We used a standard 10-fold cross-validation procedure to test the dynamic TRF. Each dataset was equally split into 10 partitions, with each partition containing data from all the participants for 1/10 of the stimuli. Within each iteration of cross-validation, 8 partitions were used for training, 1 partition was used for validation, and 1 partition was used for testing the model. Training folds were used both to estimate the static TRF template and to train the dynamic TRF model. For the static TRF model, which is fitted using ridge regression, the validation set was used to choose the regularization hyperparameter [20,58]. For the dynamic TRF model, which is fitted using gradient decent, the validation set was used to both choose the regularization hyperparameter for the static TRF as well as decide when to stop training the dynamic parameters. Training was stopped when the prediction accuracy failed to increase for 10 epochs (an epoch indicates a single pass through the entire dataset). The partitions used for training, validation, and test were rotated across validation iterations. In detail, we first divided each story within each dataset (single talker, attended speaker, and unattended speaker) into 10 partitions. In the first round of cross-validation, we chose the EEG recordings corresponding to the first story partition as the testing set, the partition immediately subsequent as the validation set, and the remaining partitions as the training set. We did the same for the remaining 9 rounds of cross-validation, and if the last partition was used for testing, the first partition was chosen for validation.

Statistical analysis.

Comparisons between the EEG prediction accuracies of two models to be compared (e.g., the static TRF and dynamic TRF) were calculated using the Wilcoxon signed-rank test across subjects provide by the SciPy library [59]. Since we selected the ‘exact’ method to calculate the signed-rank test statistics, which is recommended by SciPys when the number of samples is below 50, only W statistics were provided. Because the proposed model was hypothesized to improve the prediction accuracy, all the tests are right-tailed unless explicitly mentioned. When comparing the prediction accuracy for data on individual electrodes, the p-value obtained for each electrode were corrected using Benjamini-Hochberg correction-based false discovery rate provide by the Statsmodels library [60,61], with the alpha level set to 0.05.

Supporting information

S1 Fig. The effect of the window length used to predict amplitude scaling and time-shift parameters.

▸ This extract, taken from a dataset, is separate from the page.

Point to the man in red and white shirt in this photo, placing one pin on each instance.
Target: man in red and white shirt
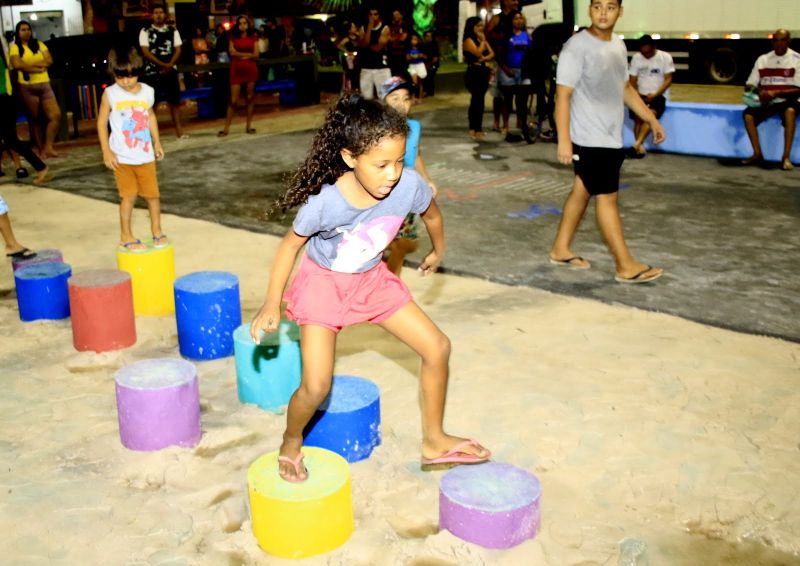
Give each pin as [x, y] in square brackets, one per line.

This figure plots the prediction accuracy (the median across subjects) for the dynamic vs. the fixed TRF models as a function of the window length used to predict the amplitude scaling and time-shift parameters of the variable TRF. Results are shown separately for the single talker, attended and unattended conditions. The dashed line indicates the performance for the static TRF. For single talker and attended speech, the model achieved the highest prediction accuracy when its window size was around 2–3 (the improvement from 2 to 3 for single talker was not significant, W = 133.0, p = 0.0668, single-tail). For unattended speech, the prediction accuracy was always not significant compared with the accuracy of the static TRF.

https://doi.org/10.1371/journal.pcbi.1013006.s001

(TIF)

S2 Fig. The scatter plot of the transformation parameters of the augmented model.

The scatterplot for surprisal and the time-shift. Each point indicates a pair of these two variables of a word.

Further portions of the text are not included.